On 5/5/2010 1:10 PM, Louis-David Mitterrand wrote:
> On Wed, May 05, 2010 at 07:00:37PM +0200, Laurent CARON wrote:
>   
>> Hi,
>>
>> I'm basically trying to protect my users from the following:
>>
>> Spam 
>> - Sent from accounts hosted on freemail providers (yahoo, ...)

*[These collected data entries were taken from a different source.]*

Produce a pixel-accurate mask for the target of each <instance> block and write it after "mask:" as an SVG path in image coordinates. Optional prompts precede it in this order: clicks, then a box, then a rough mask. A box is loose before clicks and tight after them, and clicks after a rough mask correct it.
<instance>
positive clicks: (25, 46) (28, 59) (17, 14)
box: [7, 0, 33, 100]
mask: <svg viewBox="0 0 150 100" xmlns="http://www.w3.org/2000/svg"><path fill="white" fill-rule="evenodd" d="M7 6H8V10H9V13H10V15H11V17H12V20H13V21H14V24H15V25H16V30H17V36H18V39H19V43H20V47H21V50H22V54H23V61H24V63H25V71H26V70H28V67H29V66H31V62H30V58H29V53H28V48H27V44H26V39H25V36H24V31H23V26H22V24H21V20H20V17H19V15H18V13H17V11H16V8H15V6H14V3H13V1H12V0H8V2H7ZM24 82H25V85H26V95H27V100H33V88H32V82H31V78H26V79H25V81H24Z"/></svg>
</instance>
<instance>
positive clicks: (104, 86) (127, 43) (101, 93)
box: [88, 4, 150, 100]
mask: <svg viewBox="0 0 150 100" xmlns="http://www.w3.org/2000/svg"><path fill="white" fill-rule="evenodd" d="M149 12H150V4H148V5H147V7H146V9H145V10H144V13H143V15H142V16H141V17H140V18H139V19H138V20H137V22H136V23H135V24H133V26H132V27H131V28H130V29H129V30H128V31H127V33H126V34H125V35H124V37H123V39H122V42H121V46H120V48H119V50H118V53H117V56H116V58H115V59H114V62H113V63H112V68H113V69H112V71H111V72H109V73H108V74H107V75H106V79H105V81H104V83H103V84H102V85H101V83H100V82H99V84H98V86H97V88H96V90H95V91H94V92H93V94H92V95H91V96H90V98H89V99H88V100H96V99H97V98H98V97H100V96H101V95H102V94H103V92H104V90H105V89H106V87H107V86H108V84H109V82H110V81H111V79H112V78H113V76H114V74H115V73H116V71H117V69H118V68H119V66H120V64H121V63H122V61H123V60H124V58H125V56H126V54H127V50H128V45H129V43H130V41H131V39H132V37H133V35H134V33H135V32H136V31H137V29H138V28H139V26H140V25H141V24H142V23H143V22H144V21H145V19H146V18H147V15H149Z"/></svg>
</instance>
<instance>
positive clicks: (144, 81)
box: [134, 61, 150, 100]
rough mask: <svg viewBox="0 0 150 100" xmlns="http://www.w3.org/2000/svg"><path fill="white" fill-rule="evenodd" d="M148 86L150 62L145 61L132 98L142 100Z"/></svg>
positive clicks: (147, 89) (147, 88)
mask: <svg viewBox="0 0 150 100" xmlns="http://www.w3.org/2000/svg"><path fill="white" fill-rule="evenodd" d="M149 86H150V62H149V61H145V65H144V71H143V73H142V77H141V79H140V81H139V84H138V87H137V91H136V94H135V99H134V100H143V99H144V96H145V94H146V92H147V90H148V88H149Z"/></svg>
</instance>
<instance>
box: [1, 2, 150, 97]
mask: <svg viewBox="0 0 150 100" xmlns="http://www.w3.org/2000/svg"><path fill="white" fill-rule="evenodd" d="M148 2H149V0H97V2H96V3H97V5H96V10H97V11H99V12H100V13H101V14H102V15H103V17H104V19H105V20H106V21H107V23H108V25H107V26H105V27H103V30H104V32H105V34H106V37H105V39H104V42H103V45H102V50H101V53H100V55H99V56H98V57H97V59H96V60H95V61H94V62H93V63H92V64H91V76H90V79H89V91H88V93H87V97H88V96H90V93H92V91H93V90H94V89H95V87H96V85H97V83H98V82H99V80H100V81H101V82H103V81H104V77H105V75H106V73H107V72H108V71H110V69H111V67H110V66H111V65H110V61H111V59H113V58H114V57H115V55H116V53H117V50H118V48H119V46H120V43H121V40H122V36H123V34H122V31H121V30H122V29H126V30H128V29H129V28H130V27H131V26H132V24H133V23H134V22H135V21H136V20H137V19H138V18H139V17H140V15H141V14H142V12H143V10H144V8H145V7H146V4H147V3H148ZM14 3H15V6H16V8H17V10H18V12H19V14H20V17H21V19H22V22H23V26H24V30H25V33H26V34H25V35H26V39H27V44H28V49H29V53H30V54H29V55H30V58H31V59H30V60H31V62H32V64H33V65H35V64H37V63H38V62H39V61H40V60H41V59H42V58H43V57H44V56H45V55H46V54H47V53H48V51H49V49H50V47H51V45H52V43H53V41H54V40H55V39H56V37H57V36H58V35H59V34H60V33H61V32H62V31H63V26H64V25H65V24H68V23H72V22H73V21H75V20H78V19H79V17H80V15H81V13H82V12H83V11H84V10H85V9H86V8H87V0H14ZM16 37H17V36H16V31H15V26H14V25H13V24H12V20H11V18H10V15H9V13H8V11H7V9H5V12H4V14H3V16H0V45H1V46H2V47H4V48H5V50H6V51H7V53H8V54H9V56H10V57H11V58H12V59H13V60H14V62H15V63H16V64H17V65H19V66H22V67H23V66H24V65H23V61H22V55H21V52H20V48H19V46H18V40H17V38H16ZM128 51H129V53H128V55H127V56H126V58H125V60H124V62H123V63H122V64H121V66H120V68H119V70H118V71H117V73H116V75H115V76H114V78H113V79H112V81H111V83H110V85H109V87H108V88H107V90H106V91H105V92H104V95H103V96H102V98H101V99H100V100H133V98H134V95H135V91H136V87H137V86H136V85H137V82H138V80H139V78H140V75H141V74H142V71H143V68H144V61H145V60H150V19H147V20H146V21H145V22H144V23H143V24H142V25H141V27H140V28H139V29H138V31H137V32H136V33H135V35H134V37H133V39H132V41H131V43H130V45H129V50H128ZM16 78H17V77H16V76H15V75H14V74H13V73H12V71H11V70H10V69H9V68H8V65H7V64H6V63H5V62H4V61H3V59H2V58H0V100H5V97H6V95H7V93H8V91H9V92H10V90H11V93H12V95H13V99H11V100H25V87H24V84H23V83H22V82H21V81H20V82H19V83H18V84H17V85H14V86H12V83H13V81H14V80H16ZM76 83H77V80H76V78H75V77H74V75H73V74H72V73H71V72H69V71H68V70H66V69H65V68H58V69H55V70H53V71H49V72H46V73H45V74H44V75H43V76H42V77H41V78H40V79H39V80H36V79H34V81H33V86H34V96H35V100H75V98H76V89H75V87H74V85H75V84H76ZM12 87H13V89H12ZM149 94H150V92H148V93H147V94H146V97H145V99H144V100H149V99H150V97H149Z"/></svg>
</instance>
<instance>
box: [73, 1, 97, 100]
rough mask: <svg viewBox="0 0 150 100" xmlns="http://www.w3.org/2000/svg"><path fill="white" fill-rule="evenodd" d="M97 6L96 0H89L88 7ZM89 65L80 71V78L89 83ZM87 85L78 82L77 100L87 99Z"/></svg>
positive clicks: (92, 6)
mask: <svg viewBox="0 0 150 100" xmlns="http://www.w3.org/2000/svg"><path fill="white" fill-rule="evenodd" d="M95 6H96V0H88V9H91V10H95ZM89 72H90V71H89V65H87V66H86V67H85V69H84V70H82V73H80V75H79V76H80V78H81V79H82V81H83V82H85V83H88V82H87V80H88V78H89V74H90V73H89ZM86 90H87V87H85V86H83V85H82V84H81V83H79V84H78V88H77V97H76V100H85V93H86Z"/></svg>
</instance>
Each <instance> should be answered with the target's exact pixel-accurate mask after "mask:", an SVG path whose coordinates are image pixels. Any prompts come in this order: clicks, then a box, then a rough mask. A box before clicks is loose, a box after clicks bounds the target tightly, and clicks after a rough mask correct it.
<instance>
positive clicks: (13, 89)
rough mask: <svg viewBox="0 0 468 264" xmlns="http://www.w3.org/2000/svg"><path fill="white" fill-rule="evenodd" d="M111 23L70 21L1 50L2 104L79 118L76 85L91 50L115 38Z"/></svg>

>> - Originating from AfriNIC ranges
>> - Tergetted at several dozen of users
>>
>> The headers look like this:
>> Received: from [41.207.213.162] by web1104.biz.mail.sk1.yahoo.com via HTTP; 
>> Tue, 04 May 2010 14:44:20 PDT
>>
>>
>> It is fairly trivial to block suck things via a header access map
>>
>> if
>> /^(Received|X-((Origin(ating)?|Client|MDRemote|Sender)-?IP|(Client|Remote_)Addr|PHP-Script)):/
>> /\b(41\.\d+\.\d+\.\d+)\b/ REJECT regional junk 001 #Africa
>> endif
>>
>> Some of my users receive a few legitimate emails from Africa.
>>     
> You could try this in /etc/postfis/header_checks
>
> if 
> /^(Received|X-((Origin(ating)?|Client|MDRemote|Sender)-?IP|(Client|Remote_)Addr|PHP-Script)):/
>       if 
> !/^(X-Original-)?To:[...@]*(africanspamlover1|africanspamlover2|etc..)@/
>               /\b(41\.1(6\d|7[0-5])\.\d+\.\d+)\b/ REJECT african spam rule 1
>               /\b(41\.3(6\d|7[0-5])\.\d+\.\d+)\b/ REJECT african spam rule 2
>               .. and all other rules ...
>       endif
> endif
>
>   

This will not work.
Postfix analyzes headers one at a time.
You cannot check multiple headers at once in header_checks.
You need a milter or other filter to do that.